EU-US security agreement allows cheaper and faster air cargo operations
The European Commission and the U.S. Transportation Security Administration (TSA) have agreed to recognise each other's air cargo security regimes from 1 June 2012 on. This recognition will eliminate duplication of security controls and the need to implement different regimes depending on the destination of air cargo. It will substantially cut cargo operators' costs and save time.
“We are getting rid of duplication of security controls, while preserving high levels of security. This is a big step forwards and it will have a major business impact. Air freight is by definition naturally urgent. Cutting out the duplication of security procedures will mean huge savings for cargo operators in terms of time and money." said Siim Kallas, Vice-President of the European Commission responsible for transport.
The EU-US air cargo market
Air cargo traffic between the EU and the U.S. amounts to over a million tonnes a year travelling each way across the Atlantic. The goods transported by air from the EU to the US alone are worth more than 107 billion euros, which is 27% of the value of all goods exported by air by the EU (2011 figures).
The EU and U.S. are each other’s single most important destination for air cargo.
Security costs are an important factor in terms of costs and time for cargo operators, and difficulties to comply with different security requirements have forced carriers to stop carrying certain types of cargo. Depending on the carrier's profile, security measures may account for up to 4% of turnover and the additional cost of duplicate transatlantic measures can account for one-fifth of the security costs. Mutual recognition, by a conservative estimate, saves several tens of millions of euros per year in the EU alone, without any negative impact on security.
The new agreement
Close cooperation between the European Commission and the TSA over the last few months permitted the air cargo security regimes in place in the EU and the U.S. to be compared in detail and to be confirmed as ensuring an equivalent, high level of security. Air carriers transporting cargo from EU airports to the U.S. therefore no longer need to apply different measures, but need to implement in full the EU legal requirements which lay down obligations on the screening of consignments and on a regulated secure supply chain. Both sides also agreed to exchange information on the evolution and the implementation of each other’s security regimes, including participation in inspections, in order to ensure continued and full compliance by air cargo operators.

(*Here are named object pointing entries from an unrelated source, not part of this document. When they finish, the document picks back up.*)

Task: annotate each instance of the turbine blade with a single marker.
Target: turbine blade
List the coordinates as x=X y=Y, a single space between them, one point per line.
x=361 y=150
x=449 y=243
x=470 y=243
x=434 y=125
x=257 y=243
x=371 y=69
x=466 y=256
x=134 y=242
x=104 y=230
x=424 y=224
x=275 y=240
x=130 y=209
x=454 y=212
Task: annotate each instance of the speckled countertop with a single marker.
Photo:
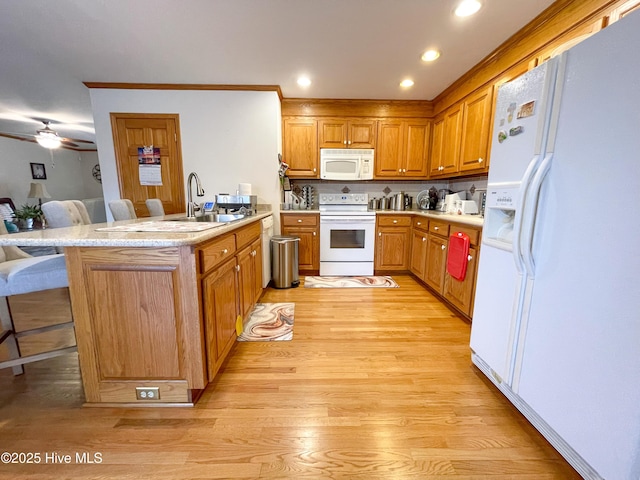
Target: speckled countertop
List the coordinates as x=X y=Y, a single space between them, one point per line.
x=475 y=220
x=88 y=236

The EU also recognises the U.S. cargo security regime as meeting the recently adopted EU requirements for cargo being flown into the EU from third countries. Therefore, no additional measures are required from air carriers transporting cargo shipments from the U.S. to the EU.
Before the full recognition of the respective air cargo security regimes, air cargo flown into the U.S. had to be submitted to controls defined in security programmes issued by the TSA. This did not take into consideration the extensive controls already applied at EU airports and often required duplication of certain controls or running separate security regimes for U.S. bound cargo in parallel to applying EU rules. The cost for implementing separate regimes could be very high and, in addition, significantly affected the speed and efficiency of operations for shippers transporting goods to their customers.